Exactly. What differentiates me from all the other candidates is that I see the whole world as one, as being interconnected and interdependent. It’s not to be divided along the lines of race, color, creed, or economic theory.
So issues are not to be divided and compartmentalized, but considered as a whole, just as you consider the people in our nation as a whole?
It’s one human family. And the United States has the obligation to sustain that human family.
I’d like to plumb this further, but I know our time is limited, so let’s move to your personal relationship to the environment.
Well, for the last eight and a half years I’ve been a vegan, and everything that implies.
What does that imply?
[Veganism] translates to being a conserver of resources. The choice of food that helps to promote sustainability [translates] to a choice of an American-made car that has one of the best mileages you can get, to —
What kind of car?
It’s a Ford Focus. So I try to live it, not just [preach it]. I live in the same house in Cleveland that I’ve owned for 32 years.
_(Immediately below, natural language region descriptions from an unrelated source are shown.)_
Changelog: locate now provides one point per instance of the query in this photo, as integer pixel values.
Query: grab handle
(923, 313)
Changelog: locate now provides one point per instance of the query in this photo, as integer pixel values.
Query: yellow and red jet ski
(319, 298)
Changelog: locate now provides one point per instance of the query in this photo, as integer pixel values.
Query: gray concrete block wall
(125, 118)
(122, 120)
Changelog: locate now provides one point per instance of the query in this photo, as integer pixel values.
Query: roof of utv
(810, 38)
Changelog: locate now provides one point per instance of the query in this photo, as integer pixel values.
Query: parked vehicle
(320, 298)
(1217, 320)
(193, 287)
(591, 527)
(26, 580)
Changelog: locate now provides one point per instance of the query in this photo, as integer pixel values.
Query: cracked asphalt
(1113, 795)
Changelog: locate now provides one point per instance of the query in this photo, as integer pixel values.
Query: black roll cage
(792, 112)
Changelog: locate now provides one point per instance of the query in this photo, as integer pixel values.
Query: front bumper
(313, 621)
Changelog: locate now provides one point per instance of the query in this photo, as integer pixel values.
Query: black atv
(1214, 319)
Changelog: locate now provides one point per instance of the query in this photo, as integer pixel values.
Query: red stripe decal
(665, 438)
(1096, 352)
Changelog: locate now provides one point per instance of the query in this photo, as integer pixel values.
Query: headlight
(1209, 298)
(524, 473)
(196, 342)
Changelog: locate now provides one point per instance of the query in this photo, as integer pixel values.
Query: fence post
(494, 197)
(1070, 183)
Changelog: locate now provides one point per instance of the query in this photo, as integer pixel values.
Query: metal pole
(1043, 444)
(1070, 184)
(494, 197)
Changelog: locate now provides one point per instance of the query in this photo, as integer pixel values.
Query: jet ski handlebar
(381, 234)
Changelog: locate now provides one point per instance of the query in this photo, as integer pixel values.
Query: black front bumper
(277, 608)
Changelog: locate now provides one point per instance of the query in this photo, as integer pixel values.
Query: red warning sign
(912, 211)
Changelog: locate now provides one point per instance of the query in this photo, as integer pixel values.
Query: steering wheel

Do you have energy-efficiency measures or solar on your roof?
I haven’t retrofitted my house, but I made sure that I’m part of a public power company.
Do you spend much time outdoors?
Yes, I’m constantly taking hikes. You know, I’m constantly in nature. All the time. I’m walking wherever I can walk instead of drive.
Even with your busy schedule and on the campaign trail you get to do all this?
Well, on the campaign trail, I can’t walk between stops.
But if you could you would, no doubt!
What about reading? Your policies seem to have a lot of larger theoretical underpinnings. What books have influenced you?
The people whose writings I follow include Wendell Berry and Thomas Berry and John Robbins and Paul Hawken and Amory Lovins and [other] pioneers in sustainability. My holistic view is informed by, you know, hundreds of books I’ve read. People like Michio Kushi, who wrote One Peaceful World. That’s where I come from.